Introduction
The SpacemiT K1 SoC-featured on boards like the Banana Pi BPI-F3-gives developers access to one of the first mass-market RISC-V platforms with RVV 1.0 support. But RVV alone doesn’t guarantee performance: on a core like SpacemiT X60, the compiler must understand the microarchitecture well enough to make good scheduling decisions and avoid pipeline stalls.
For any compiler (like GCC), effectively targeting X60 requires modeling two distinct execution domains: the dual-issue in-order scalar pipeline and the 256-bit vector unit. In this blog series, we describe how to represent those behaviors in the compiler backend, so generated code better matches the real hardware. This first part focuses on the scalar side: implementing an instruction scheduling model and defining instruction latencies and resource constraints to help the compiler make consistent, cycle-aware scheduling choices on the X60.
Defining SpacemiT X60 Core Specifications and Pipeline Models in RISC-V GCC
In the previous article, we described sifive-7-series microarchitecture. SpacemiT X60 follows the same idea: if we want the compiler to generate optimized code for both the scalar pipeline and the vector unit, the core needs an explicit definition in the RISC-V backend.
A typical definition in riscv-cores.def identifies the core and its supported extensions:
#define RISCV_CORE(CORE_NAME, ARCH, MICRO_ARCH) ... RISCV_CORE( "spacemit-x60", "rv64imafdcv_zba_zbb_zbc_zbs_zicboz_zicond_zbkc_zfh_zvfh_zvkt_zvl256b_sscofpmf_xsmtvdot", "spacemit-x60" )
A typical definition in riscv-cores.def that identifies the tune and its pipeline:
#define RISCV_TUNE(TUNE_NAME, PIPELINE_MODEL, TUNE_INFO) ... RISCV_TUNE( "spacemit-x60", spacemit_x60, spacemit_x60_tune_info )
These definitions point GCC to the specific tuning parameters such as instruction latency, pipeline hazards, and vector costs, located in the machine description files (e.g., gcc/target/riscv/spacemit-x60.md). Without this specific tuning, the compiler defaults to a generic cost model that often fails to utilize the dual-issue capabilities or the full vector width of the hardware.
Features of SpacemiT X60 Cores
The SpacemiT X60 is designed to offer a balance between performance and power efficiency.
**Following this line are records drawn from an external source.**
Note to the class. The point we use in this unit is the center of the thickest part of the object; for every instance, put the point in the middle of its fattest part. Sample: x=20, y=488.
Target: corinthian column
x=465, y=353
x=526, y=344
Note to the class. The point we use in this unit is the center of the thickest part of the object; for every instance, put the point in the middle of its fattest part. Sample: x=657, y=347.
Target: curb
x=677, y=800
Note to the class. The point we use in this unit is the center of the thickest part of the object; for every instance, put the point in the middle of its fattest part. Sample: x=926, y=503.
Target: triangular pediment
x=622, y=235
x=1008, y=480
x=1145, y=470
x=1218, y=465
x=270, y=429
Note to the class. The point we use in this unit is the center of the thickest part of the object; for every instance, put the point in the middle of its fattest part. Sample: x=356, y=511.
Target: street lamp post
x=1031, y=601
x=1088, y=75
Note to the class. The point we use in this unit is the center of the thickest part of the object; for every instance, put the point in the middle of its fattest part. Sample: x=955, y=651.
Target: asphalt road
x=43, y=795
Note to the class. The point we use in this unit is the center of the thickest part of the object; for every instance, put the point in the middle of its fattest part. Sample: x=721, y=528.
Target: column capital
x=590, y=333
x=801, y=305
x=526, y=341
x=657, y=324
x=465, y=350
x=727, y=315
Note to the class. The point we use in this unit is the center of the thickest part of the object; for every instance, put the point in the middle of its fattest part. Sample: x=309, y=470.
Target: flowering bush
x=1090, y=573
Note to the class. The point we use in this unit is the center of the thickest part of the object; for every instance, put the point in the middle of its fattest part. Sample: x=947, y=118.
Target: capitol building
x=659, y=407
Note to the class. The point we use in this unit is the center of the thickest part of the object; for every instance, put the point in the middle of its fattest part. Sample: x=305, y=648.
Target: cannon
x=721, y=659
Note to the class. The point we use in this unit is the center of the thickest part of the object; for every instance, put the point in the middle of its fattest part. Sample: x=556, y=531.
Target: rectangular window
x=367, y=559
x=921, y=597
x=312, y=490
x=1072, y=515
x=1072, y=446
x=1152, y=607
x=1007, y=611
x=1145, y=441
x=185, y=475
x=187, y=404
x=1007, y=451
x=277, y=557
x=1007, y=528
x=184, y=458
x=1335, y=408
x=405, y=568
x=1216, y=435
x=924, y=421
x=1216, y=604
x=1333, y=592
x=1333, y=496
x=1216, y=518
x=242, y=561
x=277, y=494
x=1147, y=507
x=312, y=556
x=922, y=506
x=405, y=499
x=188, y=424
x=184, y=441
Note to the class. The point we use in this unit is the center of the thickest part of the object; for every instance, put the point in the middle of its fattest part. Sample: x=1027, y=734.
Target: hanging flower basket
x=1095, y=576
It powers the SpacemiT K1 SoC, a chip that has recently been adopted in a variety of hardware platforms.
Besides the cited Banana Pi BPI-F3, the X60 architecture is currently used in:
- DeepComputing DC-ROMA Laptop II
- DeepComputing DC-ROMA PAD II
- Milk-V Jupiter
- Sipeed Lichee Pi 3A
- SpacemiT MUSE Book
The table below details the core specifications:
| Feature | Specification |
|---|---|
| Architecture | RISC-V 64-bit (RVA22 Profile) |
| Scalar Pipeline | 8-stage, Dual-issue, In-order |
| Vector Unit | RVV 1.0 with VLEN 256/128-bit and x2 execution width |
| L1 Cache | 32KB Instruction / 32KB Data per core |
| L2 Cache | 1MB (Cluster shared) |
To understand the optimization challenges, we must look at the two main execution domains of the processor:
Scalar Tuning: The Dual-Issue In-Order Pipeline
The SpacemiT X60 uses an 8-stage pipeline that can issue two instructions per cycle. Unlike out-of-order processors (such as the SiFive U74), the X60 executes instructions in the exact sequence they appear in the binary.
- The Challenge: The hardware does not automatically reorder instructions to hide latency. If the code contains adjacent dependent instructions, the pipeline will stall, breaking the dual-issue rate.
- The Solution: Software performance relies heavily on the compiler (or the assembly programmer) to interleave independent instructions, keeping both execution slots.
Spacemit-x60 GCC scalar tuning
In this chapter, we break down the scalar tuning implemented for the SpacemiT X60 in the GCC RISC-V backend. The focus is the in-order, dual-issue scalar pipeline: how we describe its execution resources and timing so GCC can make better instruction scheduling decisions.
Specifically, we cover:
- how the pipeline is represented using a custom automaton and CPU units (ALU0/ALU1, LSU0/LSU1, FP units), and what kinds of structural hazards those resources model;
- how instruction classes are mapped to reservations, including key latencies for loads/stores, integer ALU operations, branches, and long-latency operations such as division that create asymmetric bottlenecks;
- what bypass/forwarding modelling means for an in-order dual-issue core, why it matters for reducing artificial stalls, and where additional tuning can still improve scheduling quality.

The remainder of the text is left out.